Art Form: Anishinaabe black ash basket making, dancing, and storytelling
Location(s): Mount Pleasant (Isabella County)
Eli "Little Elk" Thomas

Eli "Little Elk" Thomas

Eli "Little Elk" Thomas wearing regalia
Eli "Little Elk" Thomas (1898-1990) was a respected elder of the Saginaw Chippewa Indian Tribe of Michigan. His great-great-grandfather, his great-grandfather, and grandfather were born in Indiantown, a settlement near the town of Saginaw. He remembered a time when the marshes nearby yielded wild rice that he and his family harvested in the fall. Eli was born and raised near Alpena where his parents worked as loggers and, as a teenager, Eli also worked as a logger and a sawyer for several years. Eli learned basket making by watching his grandparents and parents. From them he learned how to select and harvest the right black ash tree best suited for baskets, pound it "for two or three days" to obtain the strips which are split and shaved into smooth splints, and to prepare the natural dyes that did not fade, unlike the commercial dyes so many weavers now use. He liked to use oak and beech (or alder) to color his splints.

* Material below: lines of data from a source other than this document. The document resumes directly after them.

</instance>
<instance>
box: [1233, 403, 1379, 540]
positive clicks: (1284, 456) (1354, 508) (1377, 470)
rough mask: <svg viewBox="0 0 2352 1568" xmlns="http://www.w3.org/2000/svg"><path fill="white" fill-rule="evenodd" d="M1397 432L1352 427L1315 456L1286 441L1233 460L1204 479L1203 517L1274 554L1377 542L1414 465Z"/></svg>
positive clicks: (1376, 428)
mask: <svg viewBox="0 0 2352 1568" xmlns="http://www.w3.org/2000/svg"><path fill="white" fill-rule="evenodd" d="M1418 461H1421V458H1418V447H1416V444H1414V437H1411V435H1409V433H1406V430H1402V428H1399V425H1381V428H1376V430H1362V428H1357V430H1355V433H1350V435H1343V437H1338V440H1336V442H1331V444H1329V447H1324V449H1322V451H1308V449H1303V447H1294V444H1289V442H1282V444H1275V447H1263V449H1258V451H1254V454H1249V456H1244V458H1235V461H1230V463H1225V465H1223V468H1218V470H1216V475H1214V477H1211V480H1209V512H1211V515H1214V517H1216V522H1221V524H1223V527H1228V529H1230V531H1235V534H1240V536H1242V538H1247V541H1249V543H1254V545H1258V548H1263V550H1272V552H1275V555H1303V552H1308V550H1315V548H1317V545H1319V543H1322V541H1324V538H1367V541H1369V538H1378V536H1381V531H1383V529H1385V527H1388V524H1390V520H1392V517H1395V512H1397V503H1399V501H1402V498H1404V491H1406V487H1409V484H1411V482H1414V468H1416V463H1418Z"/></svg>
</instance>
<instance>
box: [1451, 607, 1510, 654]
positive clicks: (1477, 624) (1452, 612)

He made all kinds of baskets--laundry, market, bushel, jewelry, hankie, hampers, a coarser type one made to wash Indian corn in--as well as a basket rattle. He also made strawberry baskets, but he did so with caution. "The strawberry basket is one you don't play around with. The history or story of the strawberry basket is when a person dies who is good, he goes to the happy hunting ground and then half-ways there (it is two days there), he sees a great big strawberry and gets filled up and can go the rest of the way." (1)
Eli, whose parents did not speak English, was proficient in Anishinaabemowin/Ojibwa and English. His language skills were important in helping to tell traditional stories, to sing traditional songs, and to officiate at Ojibwa ceremonies as he was often called upon to do. With Don Stevens and Whitney Alberts, he traveled around Michigan and beyond sharing traditional stories, music, and dance at pow wows, schools, and other public venues. The annual pow wow in Mt. Pleasant has been named for him.
(1) Thomas, Eli. Audio recorded interview with Patricia Dyer. 25 October 1988.